Pop quiz. Name the last three John Lewis Chrimbo ads?
Consensus at Tin Man Towers is… Elton (clean, sober) and his piano, Monster Munch Moz under the bed and vermin on a trampoline.
Are we close? I’m pretty sure the first two are right. But I’m less confident about whether a garden fox is technically vermin or not.
What this all signals is… Yes! It’s that time of year again!
The advertising equivalent of the X-Factor, which everyone from jealous brand managers to your mother-in-law has an opinion on. Almost.
Or, as one punter (@Woza_2015) commented on Twitter (via The Sun Website which is where I read it), Today, Christmas officially started!
Thank goodness. Especially if you are a beleaguered retailer!
Tough trading conditions aside, the annual discussion re our favourite Christmas ads is as important as the films themselves; real people talking about how much they like actual adverts; for FREE.
Which I am assuming is A) an exciting time of year for the brand and ad teams that worked tirelessly on them and B) the ultimate ‘North Star’ of the brief for those agencies involved. Making the clear winners and losers relatively easy to identify.
But, are John Lewis and Waitrose actually pinning their partnership bonus hopes on flogging a shed load of dragon plushies (£15.00 RRP) and luxury Christmas puds (400g, £8.00 RRP), courtesy of its latest festive schmaltz-fest?

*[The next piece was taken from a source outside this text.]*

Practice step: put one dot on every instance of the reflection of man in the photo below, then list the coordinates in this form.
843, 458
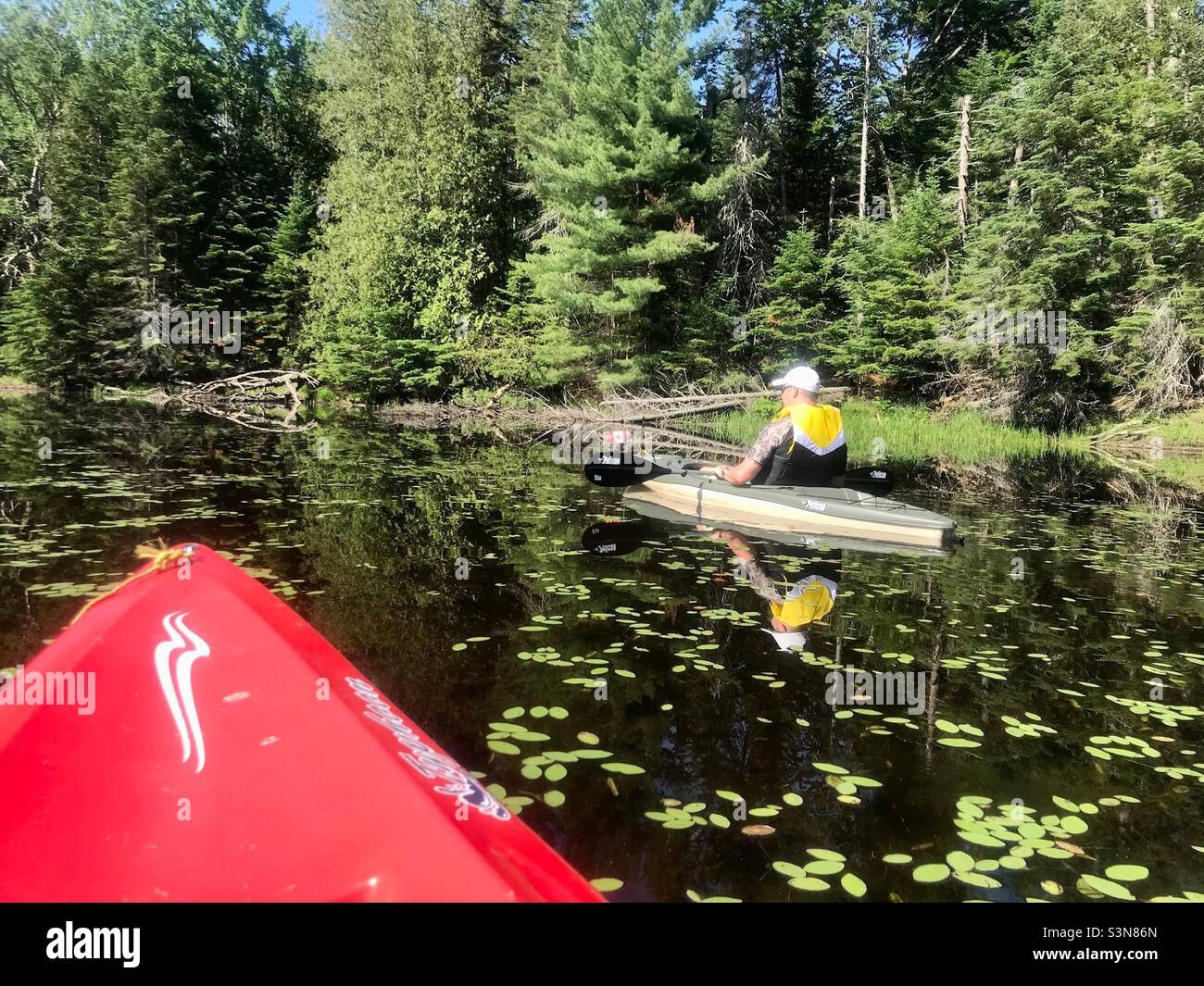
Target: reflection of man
793, 605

Will it really make a difference? Maybe.
The Big Idea
Take a cute kid (Ava) and a cute animal (Excitable Edgar), add a wholesome, heart warming story with a sprinkling of humour, laughter, tears then laughter again (in that order) and some subtle product placement all wrapped up in a John Lewis (and Waitrose) shiny red Christmas bow.
Oh, and don't forget the music - Ballad. Emotion.
And that's a wrap.
To assess their chances properly, we need to look to their well-trodden Christmas ad ‘FORMULA FOR SUCCESS’ for answers.
One assumes ‘reach’ and engagement is covered thanks to paid and, crucially, earned mass media coverage ;-)
So what about sentiment? What say you, formula?
Well. Lots of adults like Game of Thrones a lot. Tick!
And kids, when they look up from circling toys they want in the Argos catalogue and/or Snapchat, like 'How to Train your Dragon'.
Boom! Inter-generational appeal and audience covered.
It’s fair to say they are off to a decent start.
Next up, the all-important ‘tear-jerk-test’. I wonder how the ‘formula’ fairs on this one?
@smurflady40 (The Sun, again, sorry) provides us with some much-needed evidence that things are on the right track. Apparently, Edgar’s antics successfully reduced her 19 year old daughter to tears (positive sentiment from Gen Zers? This just gets better for the evaluation team). Meanwhile, @Sazlife (you guessed it, The Sun) reveals she was a - crying emoji - waiting at the bus stop on her way to work and this is her favourite John Lewis ad, ever!
Nice one Edgar! You’ve officially smashed Moz to pieces in the all-important cute character stakes. Powerful stuff.
Which, I imagine, was also the brief to the music department.
Which tenderly re-imagined 80s rock classic, could be the next Don’t Stop Believing?
Hmm. Good question.
I imagine the ‘formula’ is less clear on identifying the actual answer on this one.
But whether or not you saw Dan Smith from Bastille’s thoroughly competent, middle of the road interpretation of REO Speedwagon’s ‘Can’t fight this feeling’ coming or not, it will surely shift a few downloads.
And make the first dance short list of a few hundred weddings next year (yet more engagement! How do we measure that? Another one for the evaluation team).
Food Glorious Food
A lot more measurable is the central role played by food in this year’s offering.
This integrated the brand merger with Waitrose pretty seamlessly and without a mis-step, bar the pyrotechnics.
However, despite the product diversity at the banquet table, the make-up of the made-up fairy tale village didn’t fair as well.
Which seems a real shame, for Edgar.
Unfortunately, there weren’t any tweets about this on The Sun website but I’m sure this won’t be lost on some viewers which does potentially take the feelgood shine off a few baubles.
So, where does all this leave us, the week after Bonfire Night?
Assuming the ‘formula’ is always right, one can only assume Elton and his piano was too much of a departure and it was back to the relative saccharine safety of a cute kid plus character.
Which feels a real shame. Because I liked that one.
And I’d probably say to @Sazlife it was my favourite to date.
And for those wanting a little break from the ‘FORMULA’, there’s always D-Double E and Ikea’s absolute masterpiece. I can’t stop watching or talking about it. And by the end of this week I promise I’ll know all the words.
Merry Christmas everyone. Bu Da Bup Bup.